Évidemment, il y a d’emblée quelque chose d’hivernal dans cette chanson qui commence par une évocation au piano des cloches de Jingle Bells en même temps qu’elle fait un clin d’œil au White Christmas version Frank Sinatra. L’ambiance est bien celle du dernier mois de l’année, que décrivent les premières lignes des paroles de Joni Mitchell :
« Noël approche
Les arbres sont coupés
Les rennes sont accrochés
On chante des chansons de joie et de paix »

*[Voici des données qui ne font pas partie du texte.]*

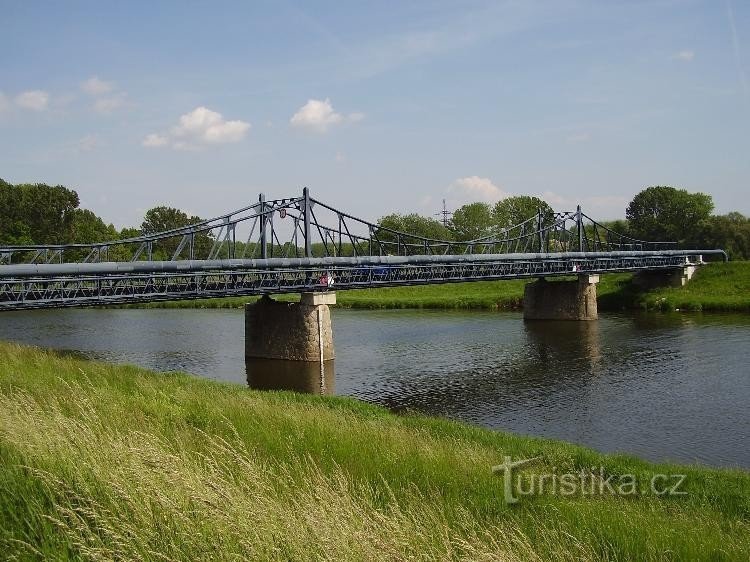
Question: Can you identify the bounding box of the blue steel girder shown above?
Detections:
[0,186,727,310]
[0,251,722,310]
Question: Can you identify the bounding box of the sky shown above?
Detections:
[1,0,748,229]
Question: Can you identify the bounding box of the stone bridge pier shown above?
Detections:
[633,258,699,289]
[523,275,599,321]
[245,292,336,362]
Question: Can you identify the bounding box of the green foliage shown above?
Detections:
[690,213,750,260]
[599,219,631,237]
[492,196,553,230]
[377,213,453,242]
[0,182,80,245]
[119,227,141,240]
[450,202,493,240]
[141,206,212,259]
[71,208,119,244]
[141,206,203,235]
[626,186,713,243]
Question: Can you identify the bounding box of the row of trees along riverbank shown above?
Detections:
[2,179,749,260]
[381,186,750,261]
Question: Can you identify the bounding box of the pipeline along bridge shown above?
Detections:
[0,188,724,310]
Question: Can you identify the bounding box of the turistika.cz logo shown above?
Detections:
[492,456,687,504]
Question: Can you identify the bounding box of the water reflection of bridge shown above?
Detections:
[246,358,334,395]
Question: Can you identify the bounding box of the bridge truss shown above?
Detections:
[0,188,724,310]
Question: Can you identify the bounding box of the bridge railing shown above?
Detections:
[0,188,678,266]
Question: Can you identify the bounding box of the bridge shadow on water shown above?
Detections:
[246,358,335,395]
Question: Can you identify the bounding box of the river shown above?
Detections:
[1,308,748,469]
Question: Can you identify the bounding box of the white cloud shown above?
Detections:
[142,133,169,148]
[15,90,49,111]
[348,111,365,123]
[290,98,343,132]
[449,176,507,202]
[81,76,115,95]
[335,151,346,162]
[0,92,9,112]
[94,93,128,114]
[673,50,695,62]
[173,107,250,143]
[143,106,250,149]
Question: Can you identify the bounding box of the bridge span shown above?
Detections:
[0,188,725,362]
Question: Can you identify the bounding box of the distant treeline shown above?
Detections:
[377,186,750,260]
[1,178,748,260]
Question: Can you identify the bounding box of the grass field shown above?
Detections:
[1,342,748,560]
[124,261,750,313]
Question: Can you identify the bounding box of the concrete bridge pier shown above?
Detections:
[245,292,336,362]
[523,275,599,321]
[633,258,699,289]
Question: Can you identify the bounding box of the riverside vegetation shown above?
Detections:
[127,261,750,313]
[0,342,748,560]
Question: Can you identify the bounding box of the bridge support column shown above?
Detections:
[633,259,698,289]
[523,275,599,321]
[245,292,335,361]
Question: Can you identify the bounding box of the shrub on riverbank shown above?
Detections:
[0,342,748,560]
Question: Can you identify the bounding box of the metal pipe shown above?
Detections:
[0,249,727,278]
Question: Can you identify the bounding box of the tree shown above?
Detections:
[141,206,211,259]
[0,182,80,245]
[377,213,453,241]
[626,186,713,243]
[71,209,119,244]
[690,212,750,260]
[119,227,142,240]
[141,206,204,235]
[492,196,553,231]
[450,202,493,241]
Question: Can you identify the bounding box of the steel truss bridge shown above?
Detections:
[0,188,724,310]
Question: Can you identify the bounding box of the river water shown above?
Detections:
[1,308,748,469]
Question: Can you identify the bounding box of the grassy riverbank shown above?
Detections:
[126,261,750,312]
[635,261,750,312]
[1,342,749,560]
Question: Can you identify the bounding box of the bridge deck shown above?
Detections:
[0,250,721,310]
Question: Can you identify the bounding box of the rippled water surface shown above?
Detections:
[1,308,748,468]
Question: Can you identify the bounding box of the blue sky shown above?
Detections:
[1,0,748,228]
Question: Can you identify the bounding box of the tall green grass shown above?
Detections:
[1,342,748,560]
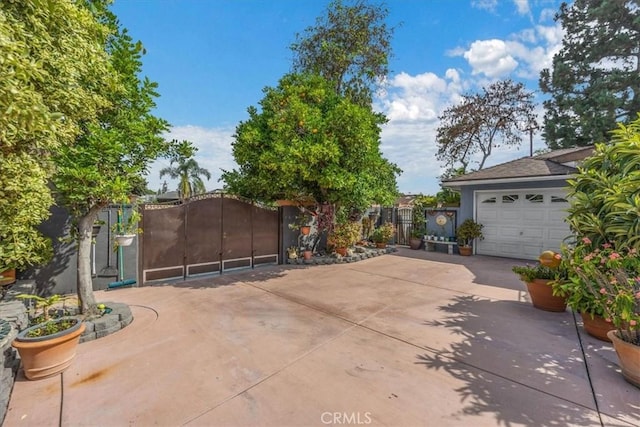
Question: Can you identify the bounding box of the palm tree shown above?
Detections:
[159,157,211,200]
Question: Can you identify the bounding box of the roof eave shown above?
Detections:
[443,173,575,190]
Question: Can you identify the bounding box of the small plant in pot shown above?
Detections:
[12,294,86,380]
[371,222,394,248]
[409,226,425,250]
[456,219,483,256]
[330,221,361,256]
[112,208,142,247]
[512,251,568,312]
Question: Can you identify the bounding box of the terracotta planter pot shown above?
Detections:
[607,330,640,388]
[580,312,615,342]
[409,238,422,250]
[335,247,348,257]
[300,226,311,236]
[525,279,567,312]
[459,246,472,256]
[375,242,387,249]
[0,268,17,286]
[13,318,86,380]
[303,250,312,260]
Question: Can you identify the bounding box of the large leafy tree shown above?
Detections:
[222,73,400,213]
[290,0,394,106]
[436,79,536,171]
[53,1,174,314]
[0,0,113,271]
[160,140,211,200]
[540,0,640,149]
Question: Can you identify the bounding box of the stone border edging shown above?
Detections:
[80,302,133,343]
[287,246,397,265]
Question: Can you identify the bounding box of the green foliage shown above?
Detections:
[330,221,361,248]
[512,264,563,283]
[371,222,394,243]
[436,79,536,171]
[565,120,640,250]
[290,0,394,106]
[0,0,113,270]
[159,140,211,200]
[456,219,484,247]
[540,0,640,148]
[16,293,67,322]
[222,73,400,213]
[563,122,640,342]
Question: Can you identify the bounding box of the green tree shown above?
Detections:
[540,0,640,149]
[53,1,174,314]
[436,79,536,171]
[222,73,400,213]
[159,140,211,200]
[0,0,113,271]
[290,0,394,106]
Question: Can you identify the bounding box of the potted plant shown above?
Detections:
[288,211,312,236]
[456,219,484,256]
[409,226,425,250]
[512,252,568,312]
[371,222,394,249]
[330,221,361,256]
[12,294,86,380]
[561,126,640,387]
[112,208,142,247]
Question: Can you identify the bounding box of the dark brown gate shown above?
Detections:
[139,193,279,284]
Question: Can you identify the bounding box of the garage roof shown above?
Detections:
[443,146,594,187]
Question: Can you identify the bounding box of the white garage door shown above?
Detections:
[475,189,571,260]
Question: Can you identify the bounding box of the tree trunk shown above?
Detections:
[77,208,101,315]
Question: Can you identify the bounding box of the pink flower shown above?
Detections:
[600,288,607,294]
[630,320,638,326]
[554,253,561,260]
[602,243,612,249]
[582,237,592,244]
[609,252,621,260]
[605,318,612,323]
[583,254,593,262]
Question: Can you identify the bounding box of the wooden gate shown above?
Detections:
[139,193,279,284]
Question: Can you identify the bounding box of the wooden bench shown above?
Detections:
[424,239,458,255]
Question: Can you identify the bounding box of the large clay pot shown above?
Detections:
[409,238,422,250]
[13,318,85,380]
[459,246,472,256]
[525,279,567,312]
[607,330,640,388]
[303,250,312,260]
[375,242,387,249]
[580,312,615,342]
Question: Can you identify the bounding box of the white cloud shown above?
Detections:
[472,0,498,12]
[463,39,519,77]
[513,0,531,16]
[146,125,236,193]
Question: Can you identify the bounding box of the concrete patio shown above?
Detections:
[4,248,639,426]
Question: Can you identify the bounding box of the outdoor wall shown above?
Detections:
[21,206,137,295]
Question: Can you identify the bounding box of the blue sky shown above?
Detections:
[111,0,565,195]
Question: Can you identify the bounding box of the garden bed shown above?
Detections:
[287,245,397,265]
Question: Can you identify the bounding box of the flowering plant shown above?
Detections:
[564,238,640,345]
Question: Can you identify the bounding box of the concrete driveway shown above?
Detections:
[5,248,639,426]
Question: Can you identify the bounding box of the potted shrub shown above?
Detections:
[371,222,394,249]
[512,252,568,312]
[456,219,483,256]
[288,211,312,236]
[561,123,640,387]
[409,226,425,250]
[12,294,86,380]
[330,221,361,256]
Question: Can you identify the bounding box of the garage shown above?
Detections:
[475,189,571,260]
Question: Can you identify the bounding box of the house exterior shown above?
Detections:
[442,146,594,260]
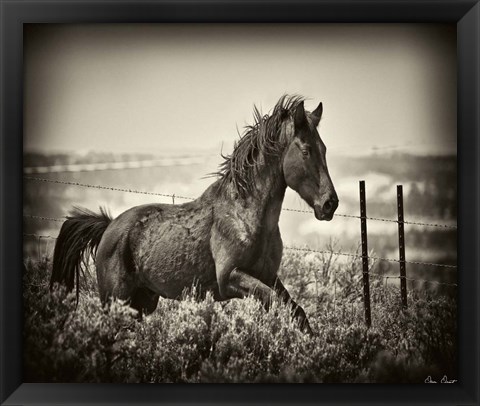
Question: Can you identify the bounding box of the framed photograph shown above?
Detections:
[1,0,479,405]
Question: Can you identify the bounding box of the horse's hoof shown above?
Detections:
[304,326,314,336]
[300,321,314,336]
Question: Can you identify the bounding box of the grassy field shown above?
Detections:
[23,246,457,383]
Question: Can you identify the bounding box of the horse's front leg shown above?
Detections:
[212,247,308,333]
[218,265,276,309]
[273,278,312,335]
[211,229,276,307]
[217,265,312,334]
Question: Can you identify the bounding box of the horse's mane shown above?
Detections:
[215,94,305,197]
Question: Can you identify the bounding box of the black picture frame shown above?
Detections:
[1,1,479,405]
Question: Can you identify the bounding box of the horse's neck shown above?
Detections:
[243,160,286,233]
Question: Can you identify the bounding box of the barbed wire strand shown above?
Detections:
[24,214,66,222]
[24,176,457,229]
[370,273,457,289]
[22,233,458,286]
[24,176,194,201]
[283,207,456,229]
[24,224,457,269]
[283,246,457,269]
[24,209,457,231]
[383,275,457,287]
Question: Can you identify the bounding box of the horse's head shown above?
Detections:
[283,101,338,221]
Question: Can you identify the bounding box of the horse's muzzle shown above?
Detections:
[314,197,339,221]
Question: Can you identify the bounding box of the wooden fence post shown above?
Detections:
[397,185,408,308]
[359,180,371,328]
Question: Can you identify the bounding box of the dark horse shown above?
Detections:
[51,95,338,333]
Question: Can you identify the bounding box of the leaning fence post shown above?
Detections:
[397,185,408,309]
[359,180,372,328]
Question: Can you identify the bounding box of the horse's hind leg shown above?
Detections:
[95,227,160,319]
[95,223,139,303]
[130,287,160,320]
[97,267,136,309]
[96,250,136,309]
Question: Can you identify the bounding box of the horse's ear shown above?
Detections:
[311,102,323,127]
[294,101,307,130]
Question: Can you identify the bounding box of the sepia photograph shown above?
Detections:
[23,23,457,383]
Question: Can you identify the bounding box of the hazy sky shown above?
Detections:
[24,24,456,156]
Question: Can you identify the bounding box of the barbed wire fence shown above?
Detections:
[24,176,458,230]
[23,171,458,327]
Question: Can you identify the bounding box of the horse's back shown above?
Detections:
[96,203,168,265]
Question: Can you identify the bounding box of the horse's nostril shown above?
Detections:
[323,197,338,214]
[323,200,333,213]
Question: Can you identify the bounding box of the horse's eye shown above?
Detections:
[302,149,309,157]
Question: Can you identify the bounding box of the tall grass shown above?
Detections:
[23,246,456,383]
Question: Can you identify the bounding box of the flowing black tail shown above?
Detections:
[50,207,112,302]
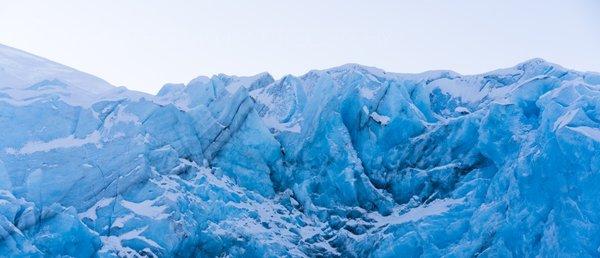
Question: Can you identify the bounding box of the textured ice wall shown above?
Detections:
[0,44,599,257]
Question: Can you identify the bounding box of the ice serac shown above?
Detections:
[0,45,599,257]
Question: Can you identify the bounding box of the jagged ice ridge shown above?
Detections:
[0,43,599,257]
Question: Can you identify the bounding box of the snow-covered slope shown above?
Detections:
[0,44,113,93]
[0,45,599,257]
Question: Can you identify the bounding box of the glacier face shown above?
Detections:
[0,44,599,257]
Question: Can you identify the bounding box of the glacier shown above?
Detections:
[0,43,599,257]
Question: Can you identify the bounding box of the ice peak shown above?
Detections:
[517,57,552,67]
[0,43,114,94]
[326,63,390,77]
[515,58,567,74]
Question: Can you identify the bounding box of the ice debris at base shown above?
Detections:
[1,44,600,257]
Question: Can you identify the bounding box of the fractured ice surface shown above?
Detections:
[0,44,599,257]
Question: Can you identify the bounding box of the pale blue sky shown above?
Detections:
[0,0,599,93]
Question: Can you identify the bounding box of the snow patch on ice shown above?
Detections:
[120,199,169,220]
[371,198,464,226]
[428,78,488,103]
[454,106,470,114]
[261,116,302,133]
[553,109,579,131]
[112,214,135,228]
[7,131,102,155]
[567,126,600,142]
[370,112,391,125]
[79,197,115,221]
[99,226,162,257]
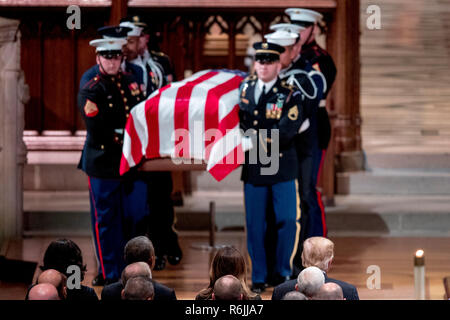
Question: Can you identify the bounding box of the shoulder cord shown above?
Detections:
[308,70,327,94]
[280,69,317,100]
[146,57,165,89]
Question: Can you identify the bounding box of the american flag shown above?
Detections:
[120,69,251,181]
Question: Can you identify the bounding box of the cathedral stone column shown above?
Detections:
[0,17,29,244]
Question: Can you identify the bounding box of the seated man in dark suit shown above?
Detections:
[272,237,359,300]
[101,236,176,300]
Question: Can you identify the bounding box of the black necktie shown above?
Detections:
[259,85,266,103]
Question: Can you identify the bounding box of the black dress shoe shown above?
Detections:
[154,255,167,271]
[167,244,183,266]
[167,253,182,265]
[92,274,105,286]
[251,283,267,294]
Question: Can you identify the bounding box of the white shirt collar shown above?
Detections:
[130,55,145,67]
[142,49,150,61]
[257,77,278,94]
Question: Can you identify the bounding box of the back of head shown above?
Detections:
[124,236,155,265]
[122,276,154,300]
[28,283,60,300]
[213,275,243,300]
[37,269,67,299]
[297,266,325,298]
[282,291,308,300]
[312,283,344,300]
[211,246,246,283]
[302,237,334,272]
[41,239,86,281]
[121,262,152,286]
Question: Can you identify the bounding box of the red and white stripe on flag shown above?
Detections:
[120,69,249,181]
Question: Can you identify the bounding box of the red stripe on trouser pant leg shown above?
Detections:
[88,177,106,279]
[316,150,328,237]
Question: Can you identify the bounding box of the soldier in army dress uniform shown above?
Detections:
[239,42,304,293]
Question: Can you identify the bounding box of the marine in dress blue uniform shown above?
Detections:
[78,38,147,284]
[120,16,182,271]
[287,8,338,238]
[79,25,145,91]
[239,42,303,293]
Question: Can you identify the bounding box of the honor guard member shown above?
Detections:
[121,15,182,271]
[78,38,147,286]
[119,20,164,97]
[265,25,326,277]
[79,26,144,91]
[124,15,177,86]
[287,8,337,237]
[239,42,303,293]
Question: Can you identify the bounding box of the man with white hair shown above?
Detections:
[272,237,359,300]
[295,266,325,298]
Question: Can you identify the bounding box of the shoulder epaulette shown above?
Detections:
[83,75,100,90]
[244,74,257,82]
[280,80,294,91]
[151,50,167,57]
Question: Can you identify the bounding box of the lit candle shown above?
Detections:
[414,249,425,300]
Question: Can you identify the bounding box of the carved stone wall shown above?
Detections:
[0,16,28,244]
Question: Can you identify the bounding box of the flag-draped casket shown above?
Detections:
[120,69,251,181]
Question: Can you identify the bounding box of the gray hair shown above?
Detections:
[124,236,155,265]
[296,266,325,297]
[282,291,307,300]
[123,276,154,300]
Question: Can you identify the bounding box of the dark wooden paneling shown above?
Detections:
[42,25,74,130]
[15,8,107,132]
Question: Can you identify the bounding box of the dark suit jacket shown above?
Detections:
[271,273,359,300]
[101,280,176,301]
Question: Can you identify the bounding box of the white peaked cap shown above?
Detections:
[119,21,143,37]
[264,30,298,47]
[285,8,323,23]
[89,38,127,52]
[270,23,305,35]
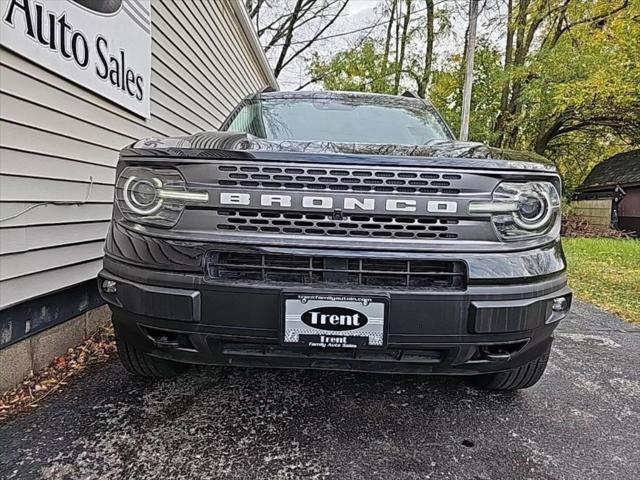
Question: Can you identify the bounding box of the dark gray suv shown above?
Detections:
[99,90,572,391]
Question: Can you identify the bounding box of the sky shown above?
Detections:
[263,0,507,91]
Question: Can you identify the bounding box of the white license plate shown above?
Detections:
[282,293,388,349]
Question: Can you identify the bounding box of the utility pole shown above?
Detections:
[460,0,479,141]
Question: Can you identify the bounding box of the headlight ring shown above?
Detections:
[122,176,163,215]
[513,190,552,230]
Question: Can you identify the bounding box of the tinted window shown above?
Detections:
[225,97,452,145]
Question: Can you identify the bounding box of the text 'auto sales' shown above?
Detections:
[3,0,145,101]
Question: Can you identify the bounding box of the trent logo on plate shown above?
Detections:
[301,307,369,331]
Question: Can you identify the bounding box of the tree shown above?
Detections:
[393,0,413,94]
[245,0,350,78]
[401,0,437,97]
[416,0,435,98]
[430,41,504,145]
[430,1,638,190]
[310,0,446,96]
[527,1,640,155]
[491,0,633,150]
[380,0,399,86]
[309,40,395,93]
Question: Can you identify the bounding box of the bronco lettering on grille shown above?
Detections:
[219,192,458,214]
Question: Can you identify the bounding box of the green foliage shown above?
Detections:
[429,41,504,144]
[310,38,505,145]
[563,238,640,324]
[309,40,395,94]
[517,0,640,190]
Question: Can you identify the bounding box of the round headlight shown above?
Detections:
[123,176,163,215]
[513,190,552,230]
[518,194,544,220]
[130,179,158,207]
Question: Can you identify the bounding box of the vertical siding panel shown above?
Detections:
[151,7,239,109]
[201,1,264,94]
[0,0,274,309]
[213,1,271,90]
[179,1,255,94]
[157,0,250,99]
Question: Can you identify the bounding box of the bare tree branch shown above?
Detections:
[273,0,306,76]
[279,0,350,73]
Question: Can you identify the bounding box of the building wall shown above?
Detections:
[618,187,640,236]
[0,0,275,310]
[571,199,612,227]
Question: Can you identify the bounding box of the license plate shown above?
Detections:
[282,293,388,349]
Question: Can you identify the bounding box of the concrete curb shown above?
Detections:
[0,306,111,393]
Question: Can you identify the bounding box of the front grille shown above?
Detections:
[207,251,467,290]
[215,164,463,194]
[215,209,460,239]
[181,160,502,244]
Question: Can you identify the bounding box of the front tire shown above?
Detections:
[470,347,550,391]
[116,337,188,378]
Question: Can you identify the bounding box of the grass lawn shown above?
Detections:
[563,238,640,325]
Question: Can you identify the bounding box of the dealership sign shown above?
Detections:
[1,0,151,117]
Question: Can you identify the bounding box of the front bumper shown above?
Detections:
[99,252,572,375]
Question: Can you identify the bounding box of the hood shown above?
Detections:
[125,131,555,172]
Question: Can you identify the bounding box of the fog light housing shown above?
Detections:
[102,280,117,294]
[552,296,569,312]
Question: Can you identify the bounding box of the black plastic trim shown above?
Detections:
[0,280,104,349]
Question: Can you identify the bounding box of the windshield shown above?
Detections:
[223,97,452,145]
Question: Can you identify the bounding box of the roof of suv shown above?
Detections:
[253,90,430,106]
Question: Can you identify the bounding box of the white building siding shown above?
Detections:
[0,0,275,309]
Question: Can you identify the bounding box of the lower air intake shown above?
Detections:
[207,251,466,290]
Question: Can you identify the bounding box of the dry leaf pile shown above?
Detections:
[0,324,116,422]
[562,213,632,239]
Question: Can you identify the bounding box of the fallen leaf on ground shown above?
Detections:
[0,323,116,423]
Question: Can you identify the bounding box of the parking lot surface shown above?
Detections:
[1,300,639,480]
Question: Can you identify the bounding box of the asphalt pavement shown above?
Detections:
[1,300,638,480]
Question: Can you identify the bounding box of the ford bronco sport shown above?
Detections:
[99,90,572,391]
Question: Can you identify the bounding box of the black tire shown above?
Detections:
[116,337,188,378]
[470,347,550,391]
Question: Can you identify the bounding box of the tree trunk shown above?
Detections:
[503,0,531,148]
[381,0,398,85]
[394,0,412,95]
[393,0,401,92]
[417,0,434,98]
[493,0,514,146]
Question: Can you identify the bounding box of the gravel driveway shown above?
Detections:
[1,300,638,480]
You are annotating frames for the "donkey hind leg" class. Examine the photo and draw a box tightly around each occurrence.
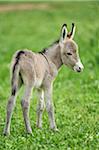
[45,88,58,131]
[21,85,33,134]
[36,89,45,128]
[3,85,19,135]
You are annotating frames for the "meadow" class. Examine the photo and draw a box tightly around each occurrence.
[0,2,99,150]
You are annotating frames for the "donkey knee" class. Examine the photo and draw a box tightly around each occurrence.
[37,103,44,114]
[7,97,15,111]
[21,100,29,110]
[8,99,14,107]
[46,103,53,113]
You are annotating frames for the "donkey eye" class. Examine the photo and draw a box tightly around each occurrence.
[67,52,72,56]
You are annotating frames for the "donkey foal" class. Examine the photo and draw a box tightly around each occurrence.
[4,23,84,135]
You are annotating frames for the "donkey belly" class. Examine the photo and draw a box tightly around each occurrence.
[34,66,45,88]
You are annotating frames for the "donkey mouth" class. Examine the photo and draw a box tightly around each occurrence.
[76,69,81,72]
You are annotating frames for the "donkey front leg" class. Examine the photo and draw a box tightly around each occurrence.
[44,85,58,131]
[21,85,32,134]
[36,89,45,128]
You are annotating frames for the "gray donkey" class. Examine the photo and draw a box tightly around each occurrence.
[4,23,84,135]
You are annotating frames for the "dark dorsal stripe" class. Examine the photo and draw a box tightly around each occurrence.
[39,52,49,65]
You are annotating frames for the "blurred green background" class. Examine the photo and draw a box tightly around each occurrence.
[0,2,99,150]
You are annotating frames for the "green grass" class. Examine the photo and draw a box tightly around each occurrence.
[0,2,99,150]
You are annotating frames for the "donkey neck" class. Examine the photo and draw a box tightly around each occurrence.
[44,41,63,70]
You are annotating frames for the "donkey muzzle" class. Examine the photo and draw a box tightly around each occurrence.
[73,60,84,73]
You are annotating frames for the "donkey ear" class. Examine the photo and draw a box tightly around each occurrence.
[69,23,76,39]
[60,24,68,43]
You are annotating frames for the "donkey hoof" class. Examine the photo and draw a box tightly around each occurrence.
[27,131,32,134]
[36,124,42,129]
[27,131,32,135]
[3,131,10,136]
[27,128,32,134]
[53,128,59,132]
[51,127,59,132]
[26,127,32,134]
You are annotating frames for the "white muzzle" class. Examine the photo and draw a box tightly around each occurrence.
[73,60,84,72]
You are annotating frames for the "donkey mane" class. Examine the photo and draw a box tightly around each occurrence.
[40,39,59,54]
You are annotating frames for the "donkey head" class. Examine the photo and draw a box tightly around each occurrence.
[59,23,84,72]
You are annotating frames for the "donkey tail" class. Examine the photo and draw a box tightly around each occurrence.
[11,50,25,96]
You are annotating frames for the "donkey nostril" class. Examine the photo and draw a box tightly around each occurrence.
[77,67,81,72]
[79,67,81,70]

Mais, à vraiment écouter River après cette attaque hivernale, c’est autre chose qui se joue. Pas de ski ni de bonhomme de neige ici : Joni Mitchell, alors âgée de 28 ans, nous parle depuis la Californie où elle s’est installée en 1967 pour y trouver un endroit où on la prendrait pour qui elle est, enfin. C’est-à-dire une autrice, compositrice et chanteuse surgie de nulle part avec une musique immédiatement unique, mais aussi une artiste en fuite et « sans défenses personnelles » dans ces années où elle naviguait d’amours toxiques en ruptures déçues, entre Méditerranée et Pacifique. C’est la motrice de Blue, un album qui fait le point sur une vie pour en reprendre le contrôle. Un disque que Joni Mitchell écrit en bonne partie en Crète et sur la petite île espagnole de Formentera, au large d’Ibiza, où la Canadienne a fui son amour disparu avec Graham Nash.